Bug 714752

Summary: [Libvirt] virDomainSave should open destination file with O_DIRECT flag
Product: Red Hat Enterprise Linux 6 Reporter: David Naori <dnaori>
Component: libvirtAssignee: Eric Blake <eblake>
Status: CLOSED ERRATA QA Contact: Virtualization Bugs <virt-bugs>
Severity: urgent Docs Contact:
Priority: unspecified    
Version: 6.1CC: abaron, berrange, cpelland, dallan, danken, dnaori, dyuan, gren, mgoldboi, mzhan, nzhang, rwu, vbian, veillard, ykaul
Target Milestone: beta   
Target Release: ---   
Hardware: x86_64   
OS: Linux   
Whiteboard:
Fixed In Version: libvirt-0.9.4-0rc1 Doc Type: Bug Fix
Doc Text:
Story Points: ---
Clone Of: Environment:
Last Closed: 2011-12-06 11:15:19 UTC Type: ---
Regression: --- Mount Type: ---
Documentation: --- CRM:
Verified Versions: Category: ---
oVirt Team: --- RHEL 7.3 requirements from Atomic Host:
Cloudforms Team: --- Target Upstream Version:
Attachments:
Description Flags
libvirtd.log
none
vdsm log none

Description David Naori 2011-06-20 15:35:41 UTC
Created attachment 505649 [details]
libvirtd.log

Description of problem:

When using vdsm to hibernating (virDomainSave) 4 busy VMs  with 2GB of memory (80% usage) vdsm cant read from storage and fence it self.

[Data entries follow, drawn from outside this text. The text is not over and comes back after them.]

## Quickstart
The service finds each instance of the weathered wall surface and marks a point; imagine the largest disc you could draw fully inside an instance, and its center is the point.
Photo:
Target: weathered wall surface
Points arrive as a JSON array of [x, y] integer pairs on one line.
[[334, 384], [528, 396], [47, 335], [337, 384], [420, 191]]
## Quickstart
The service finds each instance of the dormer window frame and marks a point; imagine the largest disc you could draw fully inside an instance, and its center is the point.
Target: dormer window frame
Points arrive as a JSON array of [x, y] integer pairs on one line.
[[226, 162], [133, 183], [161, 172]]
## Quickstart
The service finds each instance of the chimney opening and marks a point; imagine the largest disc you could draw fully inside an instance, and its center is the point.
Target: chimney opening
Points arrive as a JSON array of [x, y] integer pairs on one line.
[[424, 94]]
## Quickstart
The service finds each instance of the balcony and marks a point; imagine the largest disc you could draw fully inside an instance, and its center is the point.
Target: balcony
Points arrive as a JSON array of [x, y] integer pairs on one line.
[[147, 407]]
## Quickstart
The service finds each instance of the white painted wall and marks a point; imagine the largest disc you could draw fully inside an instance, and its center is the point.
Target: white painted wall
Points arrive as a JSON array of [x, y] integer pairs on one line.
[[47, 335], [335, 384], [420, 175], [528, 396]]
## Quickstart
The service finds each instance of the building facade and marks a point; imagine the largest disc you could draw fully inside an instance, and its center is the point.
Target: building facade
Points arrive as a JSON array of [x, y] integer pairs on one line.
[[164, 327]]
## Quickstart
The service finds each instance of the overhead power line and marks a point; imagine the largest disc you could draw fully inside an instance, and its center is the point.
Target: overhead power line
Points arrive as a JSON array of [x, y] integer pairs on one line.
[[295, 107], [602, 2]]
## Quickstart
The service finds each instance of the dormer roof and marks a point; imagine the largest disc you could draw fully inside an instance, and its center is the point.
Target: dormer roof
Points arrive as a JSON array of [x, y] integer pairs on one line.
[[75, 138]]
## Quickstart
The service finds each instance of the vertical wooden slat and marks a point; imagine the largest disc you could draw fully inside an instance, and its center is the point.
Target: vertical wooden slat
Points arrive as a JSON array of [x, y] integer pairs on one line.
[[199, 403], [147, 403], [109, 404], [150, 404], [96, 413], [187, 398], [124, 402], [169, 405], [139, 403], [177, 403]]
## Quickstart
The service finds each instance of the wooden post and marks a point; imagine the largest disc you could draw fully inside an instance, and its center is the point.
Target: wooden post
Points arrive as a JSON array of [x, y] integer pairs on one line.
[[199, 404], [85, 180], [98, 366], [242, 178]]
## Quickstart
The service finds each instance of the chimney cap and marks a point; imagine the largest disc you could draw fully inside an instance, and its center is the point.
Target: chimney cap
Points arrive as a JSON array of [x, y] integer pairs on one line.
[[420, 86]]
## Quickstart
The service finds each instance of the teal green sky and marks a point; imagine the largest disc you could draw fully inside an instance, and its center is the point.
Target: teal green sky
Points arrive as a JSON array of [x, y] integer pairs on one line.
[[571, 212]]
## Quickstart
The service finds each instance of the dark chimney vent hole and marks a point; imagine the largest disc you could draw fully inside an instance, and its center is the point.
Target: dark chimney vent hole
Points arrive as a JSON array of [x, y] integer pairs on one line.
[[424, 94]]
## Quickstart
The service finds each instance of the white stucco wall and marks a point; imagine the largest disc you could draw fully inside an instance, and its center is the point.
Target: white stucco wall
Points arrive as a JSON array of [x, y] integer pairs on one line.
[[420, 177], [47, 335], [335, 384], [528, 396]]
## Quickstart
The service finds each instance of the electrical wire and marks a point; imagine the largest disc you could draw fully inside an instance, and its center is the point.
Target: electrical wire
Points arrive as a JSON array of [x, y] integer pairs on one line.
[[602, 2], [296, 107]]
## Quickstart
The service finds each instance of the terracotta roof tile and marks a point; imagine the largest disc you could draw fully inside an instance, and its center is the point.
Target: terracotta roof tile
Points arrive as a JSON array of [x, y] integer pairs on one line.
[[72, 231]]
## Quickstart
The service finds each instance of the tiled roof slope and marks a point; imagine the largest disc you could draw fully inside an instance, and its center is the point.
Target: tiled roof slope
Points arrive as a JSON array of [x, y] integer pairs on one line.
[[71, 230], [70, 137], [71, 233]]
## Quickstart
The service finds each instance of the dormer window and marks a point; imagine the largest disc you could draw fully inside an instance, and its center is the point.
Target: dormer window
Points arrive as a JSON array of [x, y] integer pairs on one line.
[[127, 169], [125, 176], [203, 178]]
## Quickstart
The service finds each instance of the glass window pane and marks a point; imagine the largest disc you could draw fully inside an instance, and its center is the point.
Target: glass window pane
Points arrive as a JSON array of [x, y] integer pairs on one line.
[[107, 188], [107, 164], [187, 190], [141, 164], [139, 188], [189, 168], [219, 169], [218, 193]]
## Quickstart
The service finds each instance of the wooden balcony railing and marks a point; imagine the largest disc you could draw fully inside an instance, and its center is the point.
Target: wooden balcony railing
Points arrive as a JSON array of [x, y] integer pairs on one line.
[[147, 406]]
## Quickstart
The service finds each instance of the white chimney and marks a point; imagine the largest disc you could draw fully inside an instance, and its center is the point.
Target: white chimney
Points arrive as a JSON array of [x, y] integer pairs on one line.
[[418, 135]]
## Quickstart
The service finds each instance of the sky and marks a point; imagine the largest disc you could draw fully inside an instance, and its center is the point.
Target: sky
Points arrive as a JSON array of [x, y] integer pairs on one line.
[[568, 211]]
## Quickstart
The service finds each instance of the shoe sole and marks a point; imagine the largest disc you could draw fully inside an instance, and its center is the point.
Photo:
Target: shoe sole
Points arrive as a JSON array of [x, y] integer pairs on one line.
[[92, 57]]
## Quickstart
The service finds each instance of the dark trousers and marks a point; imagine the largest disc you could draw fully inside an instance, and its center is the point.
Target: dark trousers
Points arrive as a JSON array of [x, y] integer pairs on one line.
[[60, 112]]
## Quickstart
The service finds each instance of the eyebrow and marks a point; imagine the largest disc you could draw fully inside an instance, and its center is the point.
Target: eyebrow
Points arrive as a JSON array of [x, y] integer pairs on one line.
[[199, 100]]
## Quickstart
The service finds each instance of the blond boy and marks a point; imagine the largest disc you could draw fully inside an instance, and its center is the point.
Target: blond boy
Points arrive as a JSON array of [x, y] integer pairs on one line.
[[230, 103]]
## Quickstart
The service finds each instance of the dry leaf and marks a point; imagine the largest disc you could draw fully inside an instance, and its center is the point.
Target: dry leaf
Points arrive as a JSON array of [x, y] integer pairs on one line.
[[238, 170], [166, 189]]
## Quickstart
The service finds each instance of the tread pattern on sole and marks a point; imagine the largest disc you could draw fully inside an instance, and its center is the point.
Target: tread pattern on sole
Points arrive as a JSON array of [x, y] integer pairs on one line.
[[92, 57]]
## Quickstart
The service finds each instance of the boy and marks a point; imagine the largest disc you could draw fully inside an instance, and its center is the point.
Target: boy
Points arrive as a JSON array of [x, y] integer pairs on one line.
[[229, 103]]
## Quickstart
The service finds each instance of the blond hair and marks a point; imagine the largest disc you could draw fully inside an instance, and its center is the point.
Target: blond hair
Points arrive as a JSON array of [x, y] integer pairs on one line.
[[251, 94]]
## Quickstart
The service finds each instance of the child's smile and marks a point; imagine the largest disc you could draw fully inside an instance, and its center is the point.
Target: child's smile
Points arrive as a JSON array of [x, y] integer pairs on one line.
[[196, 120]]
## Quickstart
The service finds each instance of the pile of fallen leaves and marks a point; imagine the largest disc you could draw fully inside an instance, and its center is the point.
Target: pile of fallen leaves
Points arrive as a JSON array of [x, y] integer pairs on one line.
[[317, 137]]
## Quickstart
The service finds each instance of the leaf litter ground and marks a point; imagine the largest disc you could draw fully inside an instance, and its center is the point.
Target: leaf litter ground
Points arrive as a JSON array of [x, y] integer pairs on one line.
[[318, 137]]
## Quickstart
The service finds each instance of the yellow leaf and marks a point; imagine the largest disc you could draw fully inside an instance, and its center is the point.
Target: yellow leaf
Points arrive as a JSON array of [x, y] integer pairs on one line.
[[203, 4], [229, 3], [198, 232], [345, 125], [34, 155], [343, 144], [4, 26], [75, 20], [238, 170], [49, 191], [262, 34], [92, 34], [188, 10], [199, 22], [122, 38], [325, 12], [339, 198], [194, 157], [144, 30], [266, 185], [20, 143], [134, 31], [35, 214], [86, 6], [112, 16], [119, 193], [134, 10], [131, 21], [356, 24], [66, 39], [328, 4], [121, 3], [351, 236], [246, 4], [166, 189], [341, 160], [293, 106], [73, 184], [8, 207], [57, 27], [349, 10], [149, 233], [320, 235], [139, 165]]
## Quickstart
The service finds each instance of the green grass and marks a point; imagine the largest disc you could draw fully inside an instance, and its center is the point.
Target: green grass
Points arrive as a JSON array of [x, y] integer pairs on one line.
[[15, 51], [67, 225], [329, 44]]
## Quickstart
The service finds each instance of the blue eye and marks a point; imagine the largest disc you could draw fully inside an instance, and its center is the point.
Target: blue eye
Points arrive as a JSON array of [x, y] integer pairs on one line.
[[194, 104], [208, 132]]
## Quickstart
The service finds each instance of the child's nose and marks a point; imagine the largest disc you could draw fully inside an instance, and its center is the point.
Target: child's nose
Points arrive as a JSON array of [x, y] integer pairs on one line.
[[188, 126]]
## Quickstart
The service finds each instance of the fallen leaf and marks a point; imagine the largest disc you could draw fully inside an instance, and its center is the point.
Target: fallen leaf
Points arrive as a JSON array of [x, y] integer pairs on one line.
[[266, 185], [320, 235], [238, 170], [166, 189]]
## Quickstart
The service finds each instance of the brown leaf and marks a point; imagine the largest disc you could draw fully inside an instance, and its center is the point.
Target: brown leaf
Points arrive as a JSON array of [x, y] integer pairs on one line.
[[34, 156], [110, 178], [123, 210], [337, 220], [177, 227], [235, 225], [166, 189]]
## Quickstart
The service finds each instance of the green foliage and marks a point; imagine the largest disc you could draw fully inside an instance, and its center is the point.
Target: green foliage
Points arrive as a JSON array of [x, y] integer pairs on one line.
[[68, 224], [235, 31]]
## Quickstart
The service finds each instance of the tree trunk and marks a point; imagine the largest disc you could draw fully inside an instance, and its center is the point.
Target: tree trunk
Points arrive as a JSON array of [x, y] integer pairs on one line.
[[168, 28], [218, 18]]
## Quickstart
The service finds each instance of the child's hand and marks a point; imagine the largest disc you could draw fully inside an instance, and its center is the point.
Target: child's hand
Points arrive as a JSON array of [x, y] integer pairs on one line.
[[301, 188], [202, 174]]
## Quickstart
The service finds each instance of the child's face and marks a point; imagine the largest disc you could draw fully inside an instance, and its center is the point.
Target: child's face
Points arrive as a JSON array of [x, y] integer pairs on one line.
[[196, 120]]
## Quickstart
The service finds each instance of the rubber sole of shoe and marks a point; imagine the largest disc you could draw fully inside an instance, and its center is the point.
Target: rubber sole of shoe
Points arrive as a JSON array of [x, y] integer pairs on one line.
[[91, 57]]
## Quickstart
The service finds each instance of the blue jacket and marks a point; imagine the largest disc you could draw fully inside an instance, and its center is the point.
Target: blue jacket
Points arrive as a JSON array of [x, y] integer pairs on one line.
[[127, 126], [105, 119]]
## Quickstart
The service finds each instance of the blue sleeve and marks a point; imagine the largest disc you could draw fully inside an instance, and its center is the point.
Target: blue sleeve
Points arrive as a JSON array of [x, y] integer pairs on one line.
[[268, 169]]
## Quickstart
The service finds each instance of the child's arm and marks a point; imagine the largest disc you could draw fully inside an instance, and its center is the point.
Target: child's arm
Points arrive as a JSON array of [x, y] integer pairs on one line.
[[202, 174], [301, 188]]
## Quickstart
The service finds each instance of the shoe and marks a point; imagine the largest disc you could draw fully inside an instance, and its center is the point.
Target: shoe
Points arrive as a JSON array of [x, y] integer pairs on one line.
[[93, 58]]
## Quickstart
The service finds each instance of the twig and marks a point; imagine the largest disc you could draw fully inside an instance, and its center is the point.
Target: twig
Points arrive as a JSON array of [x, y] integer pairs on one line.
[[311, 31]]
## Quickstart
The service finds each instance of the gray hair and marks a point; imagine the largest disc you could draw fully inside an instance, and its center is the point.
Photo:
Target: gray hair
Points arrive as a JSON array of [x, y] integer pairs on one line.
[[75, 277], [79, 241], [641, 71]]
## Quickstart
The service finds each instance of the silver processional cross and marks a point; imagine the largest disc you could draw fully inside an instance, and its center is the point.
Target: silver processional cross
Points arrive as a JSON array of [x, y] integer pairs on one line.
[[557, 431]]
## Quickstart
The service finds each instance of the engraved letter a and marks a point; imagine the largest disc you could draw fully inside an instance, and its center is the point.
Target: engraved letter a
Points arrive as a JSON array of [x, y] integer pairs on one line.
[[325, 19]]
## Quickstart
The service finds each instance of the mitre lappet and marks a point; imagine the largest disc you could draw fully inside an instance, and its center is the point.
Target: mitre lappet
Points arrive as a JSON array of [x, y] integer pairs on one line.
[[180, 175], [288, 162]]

vdsm should have the option to run virDomainSave with O_DIRECT flag to open destenation file in order to minimize cache effect.

Version-Release number of selected component (if applicable):
libvirt-0.9.1-1.el6.x86_64
vdsm-4.9-75.el6.x86_64

How reproducible:
100%

Steps to Reproduce:
1.hibernate 4 vms with 2GB memory in 80% usage via vdsm.
  
Actual results:
vdsm fence it self

Expected results:

Additional info:
attached vdsm log and libvirtd log.

Comment 1 David Naori 2011-06-20 15:38:53 UTC
Created attachment 505651 [details]
vdsm log

Comment 3 Daniel Berrangé 2011-06-20 16:31:51 UTC
I'm not sure how practical it is to simply add O_DIRECT in libvirt, since O_DIRECT places various alignment restrictions on buffers used for I/O

[quote open(2)]
       The O_DIRECT flag may impose  alignment  restrictions  on  the
       length and address of userspace buffers and the file offset of
       I/Os.  In Linux alignment restrictions vary by file system and
       kernel version and might be absent entirely.  However there is
       currently no file system-independent interface for an applica‐
       tion  to  discover these restrictions for a given file or file
       system.  Some file systems provide their  own  interfaces  for
       doing   so,  for  example  the  XFS_IOC_DIOINFO  operation  in
       xfsctl(3).

       Under Linux 2.4, transfer sizes, and the alignment of the user
       buffer  and the file offset must all be multiples of the logi‐
       cal block size of the file system.  Under Linux 2.6, alignment
       to 512-byte boundaries suffices.
[/quote]

If there is a compression program configured, then I'm fairly sure that gzip, bzip, etc won't be expecting these alignment restrictions.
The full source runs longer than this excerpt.